For the Weapodollar-Petrodollar Coalition, the new war is indeed about oil, but not in the way most people think. The interest of this coalition lies not in stabilizing the region and making oil plentiful and cheap, but on the contrary, in maintaining instability, in making oil look scarce and in raising its price higher.

Interestingly, large firms outside the Weapondollar-Petrodollar Coalition - that is, companies with no direct connection to armament and oil - haven't voiced any real opposition to the war. This silence is rather strange, to say the least. Don't the Microsofts, General Motors and Vivendis of the world stand to lose from higher energy cost and the global stagnation which is almost sure to follow? Furthermore, if oil prices and oil profits were to rise, wouldn't these companies lose their primacy relative to the Exxons and Lockheed Martins? Perhaps, but this relative reordering may be a cheap price to pay for the benefits to be had.

As it turns out, the biggest threat facing large firms at the moment is deflation. The global debt burden is the highest ever in history - roughly twice what it was on the eve of the Great Depression. Corporate pricing power, on the other hand, is perhaps the weakest since the Depression. Under these circumstances, if disinflation were to give way to falling prices, the specter of chain bankruptcies and debt deflation could make the Great Depression look like child's play. Given this risk, any move toward higher inflation - even if accompanied by stagnation - is to be warmly welcomed.

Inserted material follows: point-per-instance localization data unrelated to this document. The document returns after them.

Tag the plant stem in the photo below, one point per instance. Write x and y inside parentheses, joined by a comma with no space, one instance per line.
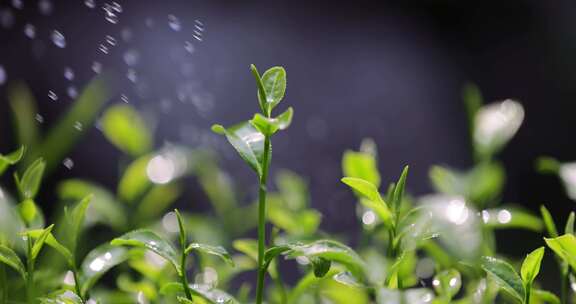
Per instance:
(262,220)
(30,273)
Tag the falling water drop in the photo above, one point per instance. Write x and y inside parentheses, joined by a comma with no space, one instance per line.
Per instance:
(90,3)
(2,75)
(68,73)
(52,95)
(29,31)
(68,163)
(58,39)
(174,23)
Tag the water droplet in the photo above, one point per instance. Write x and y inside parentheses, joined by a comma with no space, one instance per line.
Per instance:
(29,31)
(97,67)
(189,47)
(6,18)
(17,4)
(58,39)
(45,7)
(90,3)
(103,48)
(131,57)
(68,163)
(52,95)
(2,75)
(174,23)
(72,92)
(110,40)
(131,75)
(78,126)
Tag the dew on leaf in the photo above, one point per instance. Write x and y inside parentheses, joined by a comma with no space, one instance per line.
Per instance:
(58,39)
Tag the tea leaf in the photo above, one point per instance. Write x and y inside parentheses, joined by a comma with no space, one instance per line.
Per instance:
(531,266)
(247,141)
(99,261)
(30,181)
(565,247)
(504,275)
(123,127)
(548,222)
(218,251)
(10,258)
(373,199)
(151,241)
(10,159)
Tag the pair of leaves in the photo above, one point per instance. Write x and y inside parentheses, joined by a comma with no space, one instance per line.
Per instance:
(508,279)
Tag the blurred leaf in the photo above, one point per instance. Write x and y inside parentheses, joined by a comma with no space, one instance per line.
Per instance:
(511,217)
(157,200)
(135,181)
(30,181)
(10,159)
(332,251)
(531,266)
(447,283)
(565,247)
(412,296)
(99,261)
(372,200)
(218,251)
(103,207)
(24,112)
(247,141)
(62,137)
(495,124)
(505,276)
(10,258)
(126,129)
(548,222)
(151,241)
(361,165)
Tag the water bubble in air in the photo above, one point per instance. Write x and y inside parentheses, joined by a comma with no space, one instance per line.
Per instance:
(68,163)
(29,31)
(2,75)
(45,7)
(68,73)
(52,95)
(58,39)
(174,23)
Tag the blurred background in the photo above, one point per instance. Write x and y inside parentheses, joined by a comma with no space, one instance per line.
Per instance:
(389,70)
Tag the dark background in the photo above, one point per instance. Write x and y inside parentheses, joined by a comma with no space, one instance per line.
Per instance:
(390,70)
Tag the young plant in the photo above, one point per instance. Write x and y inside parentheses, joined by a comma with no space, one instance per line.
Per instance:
(252,140)
(147,239)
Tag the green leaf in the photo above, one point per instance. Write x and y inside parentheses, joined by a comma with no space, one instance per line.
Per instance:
(39,243)
(10,258)
(447,283)
(123,127)
(361,165)
(52,242)
(504,275)
(218,251)
(373,200)
(531,266)
(330,250)
(548,222)
(247,141)
(274,85)
(134,181)
(99,261)
(565,247)
(147,239)
(10,159)
(30,181)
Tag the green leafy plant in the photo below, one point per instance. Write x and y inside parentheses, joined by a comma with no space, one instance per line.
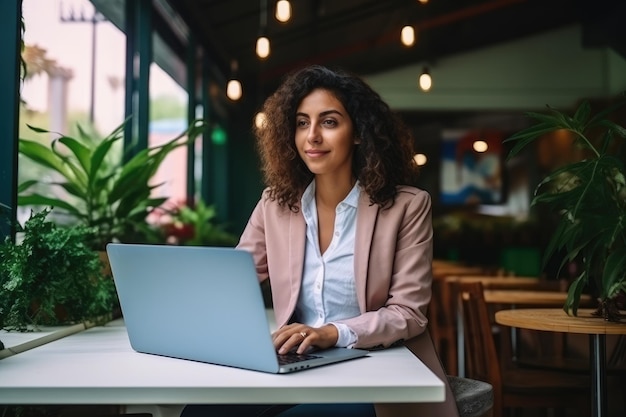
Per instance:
(52,277)
(95,187)
(589,197)
(194,225)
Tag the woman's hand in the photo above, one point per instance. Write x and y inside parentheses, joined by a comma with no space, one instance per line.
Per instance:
(304,338)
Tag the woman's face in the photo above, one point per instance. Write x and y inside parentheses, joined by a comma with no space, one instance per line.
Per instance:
(325,135)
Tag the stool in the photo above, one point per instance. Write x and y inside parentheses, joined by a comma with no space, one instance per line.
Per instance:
(473,398)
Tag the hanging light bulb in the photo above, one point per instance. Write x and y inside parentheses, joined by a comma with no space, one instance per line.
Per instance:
(407,36)
(425,80)
(259,120)
(262,46)
(420,159)
(283,11)
(234,90)
(480,146)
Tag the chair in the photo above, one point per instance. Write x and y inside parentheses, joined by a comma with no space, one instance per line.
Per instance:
(441,315)
(513,387)
(473,398)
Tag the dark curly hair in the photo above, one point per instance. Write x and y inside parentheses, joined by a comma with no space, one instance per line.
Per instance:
(382,160)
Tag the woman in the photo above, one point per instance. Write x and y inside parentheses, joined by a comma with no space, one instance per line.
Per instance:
(344,238)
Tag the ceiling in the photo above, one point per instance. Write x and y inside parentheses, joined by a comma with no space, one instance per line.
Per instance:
(363,36)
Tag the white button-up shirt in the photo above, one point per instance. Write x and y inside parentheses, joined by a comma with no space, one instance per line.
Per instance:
(328,290)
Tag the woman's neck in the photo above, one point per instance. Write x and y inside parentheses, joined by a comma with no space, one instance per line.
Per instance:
(329,192)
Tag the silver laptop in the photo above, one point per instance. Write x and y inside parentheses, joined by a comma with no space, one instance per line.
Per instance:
(203,304)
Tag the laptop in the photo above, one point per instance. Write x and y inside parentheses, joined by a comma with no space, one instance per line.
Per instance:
(202,304)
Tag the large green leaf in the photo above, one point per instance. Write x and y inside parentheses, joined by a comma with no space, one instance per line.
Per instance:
(41,200)
(574,292)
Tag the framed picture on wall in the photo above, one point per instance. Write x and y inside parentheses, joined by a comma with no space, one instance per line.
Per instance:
(471,167)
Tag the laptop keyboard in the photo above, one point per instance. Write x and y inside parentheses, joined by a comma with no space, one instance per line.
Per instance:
(288,358)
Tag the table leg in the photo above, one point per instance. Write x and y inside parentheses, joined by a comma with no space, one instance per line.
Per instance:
(597,356)
(460,339)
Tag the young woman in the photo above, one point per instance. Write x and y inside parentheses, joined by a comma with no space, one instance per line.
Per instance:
(340,231)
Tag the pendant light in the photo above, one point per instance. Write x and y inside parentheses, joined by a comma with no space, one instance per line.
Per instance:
(234,91)
(425,80)
(283,11)
(263,42)
(407,36)
(263,46)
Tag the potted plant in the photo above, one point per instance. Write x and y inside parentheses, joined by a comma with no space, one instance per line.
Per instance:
(94,187)
(193,225)
(52,277)
(589,197)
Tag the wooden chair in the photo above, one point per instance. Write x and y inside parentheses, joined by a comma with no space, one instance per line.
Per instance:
(514,387)
(441,323)
(473,398)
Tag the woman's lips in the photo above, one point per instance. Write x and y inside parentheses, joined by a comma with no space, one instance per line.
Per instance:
(315,153)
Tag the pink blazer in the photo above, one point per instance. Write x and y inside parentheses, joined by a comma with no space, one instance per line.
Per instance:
(392,263)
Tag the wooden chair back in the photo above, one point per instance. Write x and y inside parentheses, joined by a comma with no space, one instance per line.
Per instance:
(482,359)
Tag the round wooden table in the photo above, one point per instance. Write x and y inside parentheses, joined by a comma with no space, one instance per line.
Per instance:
(531,297)
(556,320)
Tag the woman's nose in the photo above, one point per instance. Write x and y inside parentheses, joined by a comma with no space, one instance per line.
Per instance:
(314,134)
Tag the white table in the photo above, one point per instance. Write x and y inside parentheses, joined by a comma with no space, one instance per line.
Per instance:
(15,342)
(98,366)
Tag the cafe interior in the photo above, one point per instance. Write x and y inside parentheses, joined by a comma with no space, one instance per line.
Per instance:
(463,75)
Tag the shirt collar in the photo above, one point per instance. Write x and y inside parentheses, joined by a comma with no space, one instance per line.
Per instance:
(352,199)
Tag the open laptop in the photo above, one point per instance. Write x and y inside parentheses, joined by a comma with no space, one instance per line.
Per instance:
(203,304)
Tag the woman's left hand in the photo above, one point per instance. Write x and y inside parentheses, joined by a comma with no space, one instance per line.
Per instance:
(304,338)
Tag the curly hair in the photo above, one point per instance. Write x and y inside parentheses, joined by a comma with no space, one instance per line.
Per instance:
(382,160)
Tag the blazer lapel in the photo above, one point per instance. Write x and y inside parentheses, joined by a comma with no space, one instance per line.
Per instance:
(367,213)
(297,244)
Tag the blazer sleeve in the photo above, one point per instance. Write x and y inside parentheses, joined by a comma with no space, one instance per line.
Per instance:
(399,273)
(253,240)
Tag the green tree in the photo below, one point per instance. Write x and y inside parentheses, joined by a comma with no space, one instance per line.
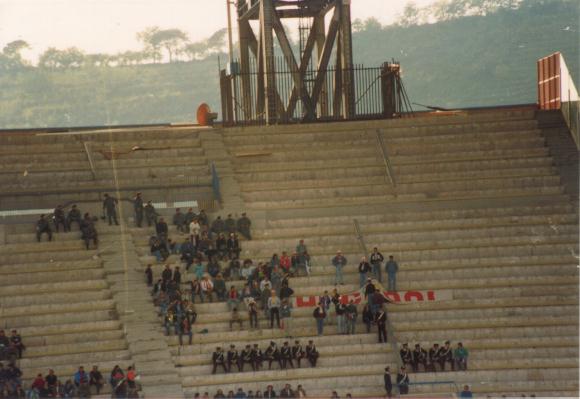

Now, since the late 1960s, higher oil prices have always triggered higher inflation. And the 'mechanism' continues to operate like clockwork: since 1999, world inflation trailed the gyrations of oil prices with almost religious devotion. Thus, if oil prices continue to rise, inflation will most likely follow; this would in turn remove the specter of deflation, and the large companies could sound a big sigh of relief. For these companies there would also be an icing on the cake. Inflation usually works to redistribute income from labour to capital and from small firms to larger ones. It will therefore make the leading companies better off relatively, if not absolutely.

The most ambivalent of the lot are probably the OPEC governments. The explicit shift toward interventionism on part of the United States and its Western allies must be worrying for them. Theirs is the only international cartel which managed to obtain some degree of autonomy from Western influence, and this autonomy is now in great danger. On the other hand, part of the cartel's weakness stems precisely from its inability to keep prices high, something which a new conflict managed by direct US intervention may help rectify.

The only ones for whom there seems to be no ambiguity are the rest of us. The new wars, fought in the name of security and prosperity, are likely to bring neither.